Four-Month Rifapentine Regimens with or without Moxifloxacin for Tuberculosis
RCT (n=2516 of which 2234 evaluable) found efficacy of 4-month rifapentine-based regimen containing moxifloxacin was non-inferior to standard 6-month regimen (11.6% vs. 9.6%; respectively, difference 2.0 %; 95% CI, −1.1 to 5.1, in assessable population, had unfavourable outcome).
Source:
New England Journal of Medicine
SPS commentary:
An editorial discusses the immediate and longer-term implications of these findings. It notes both rifapentine and moxifloxacin are widely available and could probably be packaged appropriately for use by national tuberculosis programs.

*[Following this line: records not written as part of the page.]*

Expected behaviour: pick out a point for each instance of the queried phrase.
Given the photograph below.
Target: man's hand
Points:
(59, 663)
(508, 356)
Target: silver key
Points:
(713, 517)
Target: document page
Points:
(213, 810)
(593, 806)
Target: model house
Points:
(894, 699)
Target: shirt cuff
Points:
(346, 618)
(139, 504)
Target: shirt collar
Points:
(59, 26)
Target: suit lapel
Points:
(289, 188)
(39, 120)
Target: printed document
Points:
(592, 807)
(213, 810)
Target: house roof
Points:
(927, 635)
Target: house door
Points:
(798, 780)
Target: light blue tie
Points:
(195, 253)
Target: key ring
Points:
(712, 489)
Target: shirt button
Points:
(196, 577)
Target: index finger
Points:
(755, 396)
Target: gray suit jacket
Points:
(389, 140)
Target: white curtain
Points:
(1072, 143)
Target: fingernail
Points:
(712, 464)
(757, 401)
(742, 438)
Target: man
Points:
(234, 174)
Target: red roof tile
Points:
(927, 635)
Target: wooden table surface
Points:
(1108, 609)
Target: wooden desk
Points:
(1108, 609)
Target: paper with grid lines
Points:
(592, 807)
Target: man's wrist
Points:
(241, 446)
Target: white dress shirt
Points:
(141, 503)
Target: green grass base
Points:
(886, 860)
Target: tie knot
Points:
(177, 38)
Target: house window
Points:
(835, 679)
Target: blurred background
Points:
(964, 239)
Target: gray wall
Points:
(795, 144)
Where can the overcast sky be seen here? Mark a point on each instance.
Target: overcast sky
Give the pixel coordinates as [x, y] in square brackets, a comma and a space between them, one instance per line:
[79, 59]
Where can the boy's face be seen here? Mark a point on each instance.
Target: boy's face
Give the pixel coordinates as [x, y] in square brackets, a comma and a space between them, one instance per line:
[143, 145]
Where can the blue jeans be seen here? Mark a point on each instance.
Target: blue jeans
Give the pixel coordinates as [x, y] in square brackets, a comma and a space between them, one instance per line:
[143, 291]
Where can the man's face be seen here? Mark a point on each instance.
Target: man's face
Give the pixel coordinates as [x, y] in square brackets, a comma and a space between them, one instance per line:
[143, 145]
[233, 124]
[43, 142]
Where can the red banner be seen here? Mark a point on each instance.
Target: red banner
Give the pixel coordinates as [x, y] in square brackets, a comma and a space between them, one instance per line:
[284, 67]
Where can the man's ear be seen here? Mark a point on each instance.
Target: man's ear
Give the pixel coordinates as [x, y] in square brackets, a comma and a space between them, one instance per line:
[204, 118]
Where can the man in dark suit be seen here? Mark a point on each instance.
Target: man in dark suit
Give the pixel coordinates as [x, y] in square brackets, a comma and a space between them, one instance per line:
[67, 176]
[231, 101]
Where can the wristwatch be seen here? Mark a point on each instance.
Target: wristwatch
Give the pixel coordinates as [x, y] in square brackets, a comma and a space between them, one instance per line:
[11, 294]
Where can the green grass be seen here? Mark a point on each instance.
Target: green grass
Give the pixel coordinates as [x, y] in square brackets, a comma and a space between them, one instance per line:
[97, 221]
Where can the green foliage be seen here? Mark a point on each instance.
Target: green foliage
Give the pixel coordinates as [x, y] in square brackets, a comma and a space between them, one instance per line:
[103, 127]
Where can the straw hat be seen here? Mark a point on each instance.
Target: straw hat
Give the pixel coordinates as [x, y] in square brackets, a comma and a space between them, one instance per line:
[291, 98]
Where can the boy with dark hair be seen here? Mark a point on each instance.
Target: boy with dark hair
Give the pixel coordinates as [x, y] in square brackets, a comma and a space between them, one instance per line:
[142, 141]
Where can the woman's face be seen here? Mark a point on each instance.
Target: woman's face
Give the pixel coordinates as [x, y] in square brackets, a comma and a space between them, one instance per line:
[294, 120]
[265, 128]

In addition, shortening a regimen by 2 months would make treatment somewhat less cumbersome and probably make it more cost-effective. However, it notes the infrastructure required to ensure adherence would be largely unchanged and the need to take rifapentine after meals to maximize absorption could introduce new issues with adherence. Moreover, one of the advantages of the currently used tuberculosis drugs is that they are not widely used in other infections. It notes also that as well as necessitating rapid drug-susceptibility testing for moxifloxacin, widespread use of this antibiotic for the treatment of tuberculosis could promote resistance to fluoroquinolones in other bacteria.